Antananarivo, 15 Avril, 8h50 – La plus haute instance saisie. Le Groupement des entreprises de Madagascar (GEM) rapporte avoir sollicité directement le soutien du Président de la République dans le déblocage du problème de remboursement des crédits de TVA des entreprises. Cette intervention présidentielle devrait permettre d’avoir une solution qui soit appliquée correctement, souligne le GEM dans un communiqué rapportant la rencontre de vendredi entre les deux parties à Iavoloha.
Plusieurs entreprises privées sont concernées par ce problème de paiement d’arriérés de l’Etat, dont le remboursement des crédits de TVA, indique le GEM. Or c’est une question qualifiée de « vitale » car cette « situation où des milliards d’Ariary sont bloqués compromet significativement la capacité de développement des entreprises concernées, en particulier en termes de création d’emplois, d’investissement et d’exportation », expose ce Groupement. Celui-ci demande ainsi des solutions concrètes d’ici à la fin du mois d’avril.
Le Groupement des entreprises franches et partenaires (GEFP) avait été parmi les premiers à annoncer publiquement être victimes de ce problème de remboursement. L’ambassadeur du Japon à Madagascar, Abe Koji, avait à son tour soulevé ce problème qui pénalise l’activité de la compagnie Ambatovy, dont l’entreprise Sumitomo Corporation en est l’actionnaire majoritaire.

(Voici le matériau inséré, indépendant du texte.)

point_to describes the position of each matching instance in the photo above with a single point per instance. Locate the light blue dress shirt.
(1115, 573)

Pour le cas des entreprises du GEFP, une convention entre l’Etat et ce groupement pour apurer les arriérés avait déjà été annoncée au mois de février de cette année. L’objectif durant la réunion entre les représentants entre les deux parties à l’époque était de débloquer le problème d’arriérés qui se sont accumulés depuis 2019.
Les bénéficiaires du droit au remboursement de crédit de TVA sont entre autres les entreprises admises au régime de zone franche, selon la direction générale des Impôts (DGI). Les professionnels de l’exportation et toute entreprise assujettie à la TVA réalisant des investissements supérieurs à 100 millions d’ariary au titre du mois, portant uniquement sur les immobilisations corporelles, et dont la TVA correspondante s’élève au moins à 20 millions d’ariary en sont également les bénéficiaires.
Comme soutenu par l’administration fiscale, le remboursement de crédit de TVA (RCTVA) constitue un des points de discorde entre le secteur privé et l’Etat, la problématique étant de rembourser au plus vite et sans risque. Il est en effet indispensable, selon le Fisc, de rembourser au plus vite les opérateurs économiques de bonne foi afin de ne pas les pénaliser en trésorerie et assurer ainsi la neutralité de la TVA. L’administration fiscale pour sa part doit sécuriser le processus de remboursement pour limiter les risques de remboursements injustifiés, lutter contre la fraude à la TVA et in fine, garantir une bonne utilisation des deniers publics.